Jensen TD et al. A forearm exercise screening test for mitochondrial myopathy. Neurology 2002; 58:1533-1538. Authors comapred 12 patients with MM to 10 with mucular dystrophy and 12 normal controls. All subjects performed intermittent handgrip exercise (squeeze one second, rest one second) for 3 minutes. Blood samples were collected from median cubital vein before during and after exercise to measure oxygen saturation and lactate levels. MM patients did not have the normal oxygen desaturation seen in other subjects. The lactate test did not show a significant change. The authors propose this as a sensitive and specific screening test for MM, almoot as good as muscle biopsy.

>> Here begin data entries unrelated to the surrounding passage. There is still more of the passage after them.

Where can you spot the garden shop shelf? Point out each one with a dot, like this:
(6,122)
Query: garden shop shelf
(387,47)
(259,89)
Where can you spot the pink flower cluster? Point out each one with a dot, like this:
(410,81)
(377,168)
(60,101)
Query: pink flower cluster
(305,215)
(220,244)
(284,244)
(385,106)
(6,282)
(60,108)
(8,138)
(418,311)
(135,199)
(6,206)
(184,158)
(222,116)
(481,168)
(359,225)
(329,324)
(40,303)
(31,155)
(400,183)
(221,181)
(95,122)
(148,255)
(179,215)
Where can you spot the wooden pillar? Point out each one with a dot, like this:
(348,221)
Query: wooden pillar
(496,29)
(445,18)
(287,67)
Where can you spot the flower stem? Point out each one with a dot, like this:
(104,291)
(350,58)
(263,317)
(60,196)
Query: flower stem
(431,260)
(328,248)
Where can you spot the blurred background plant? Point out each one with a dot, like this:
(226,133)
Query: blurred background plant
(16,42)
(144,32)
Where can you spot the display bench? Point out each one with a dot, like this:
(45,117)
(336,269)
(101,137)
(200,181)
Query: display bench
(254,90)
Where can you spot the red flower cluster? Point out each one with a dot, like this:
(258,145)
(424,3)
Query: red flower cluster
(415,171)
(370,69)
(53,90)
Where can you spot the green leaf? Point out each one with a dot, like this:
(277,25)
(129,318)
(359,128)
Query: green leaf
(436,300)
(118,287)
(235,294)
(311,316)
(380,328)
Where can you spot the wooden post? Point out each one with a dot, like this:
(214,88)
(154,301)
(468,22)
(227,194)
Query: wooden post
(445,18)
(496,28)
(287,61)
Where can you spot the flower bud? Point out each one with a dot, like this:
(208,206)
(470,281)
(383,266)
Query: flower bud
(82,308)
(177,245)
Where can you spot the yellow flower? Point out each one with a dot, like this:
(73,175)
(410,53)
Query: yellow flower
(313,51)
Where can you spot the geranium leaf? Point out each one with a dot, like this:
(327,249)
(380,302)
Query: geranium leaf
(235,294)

Localization of orgasmic seizures (aura)

Janszky J et al. Orgasmic aura originates from the right hemisphere Neurology 2002; 58:302-304. The authors reviewed 2 new cases and 22 already published. Among 15 with unilateral eeg foci, 13 (87%) had right and 2 (13%) had left hemisphere focus. The lesions included right temporal AVM, 3 had right postcentral parasaggittal focus. Authors comment on the rarity of auras have lateralizing value and this being an exception among epilepsies. Reviewing the chart, several patients had left hand or leg jerking, ictal speech, sitting, automatism, a sensation of fear. Authors believe amygdala is important, but that parasaggittal cases are due to stimulation of the cortical areas important for genital sensation.